Jesus Christ. Does Roland know I’m his ghostwriter, not his fucking Postmates driver? Doesn’t he have a gopher he could send to fetch food for us? All these Hollywood megastars are propped up by chefs, drivers, au pairs, event planners, tie knotters, and shoe lacers. Where are Roland’s people? And where the fuck is Roland ? I’ve got half a mind to march into his wing and tell him I don’t care how good he looks or how much money he has, I’m not here to run errands.

On the other hand, I am hungry. And I assume at least some of that order is supposed to be for me. I remember hearing Tom Hanks talk about his love of In-N-Out on a talk show once, so maybe I wouldn’t look terribly out of place driving a luxury sedan to a drive-thru. A cheeseburger for breakfast isn’t exactly brain food, but it will at least keep me from fainting.
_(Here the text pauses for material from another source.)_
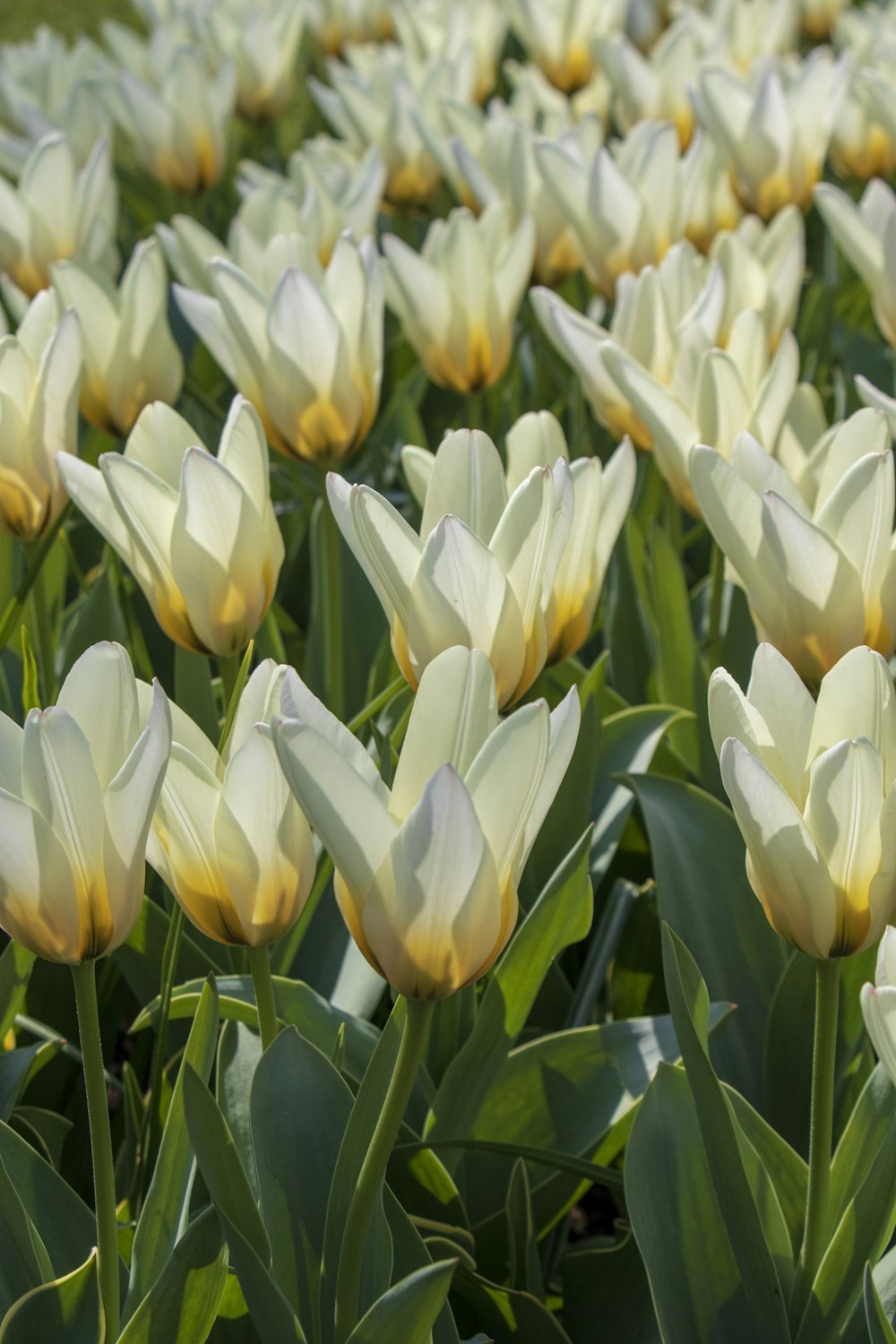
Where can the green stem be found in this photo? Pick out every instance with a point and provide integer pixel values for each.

He’ll have to come out of hiding as soon as I get back, right? Milkshakes melt. French fries go cold.

“Well?” he prompts.

I can feel myself sinking to a new low as I recite his order back to him. “Two double-doubles, two fries. Everything animal style, whatever that means. And two shakes.”

A career in fast food seems harrowingly possible if I don’t get this man’s money.

“Strawberry and chocolate,” Roland reiterates.

“And then we can get started?”

There’s a pause.

“Uh. Sure.”

He doesn’t sound as committed as I would like him to be. Maybe I’d be better off stealing the Benz.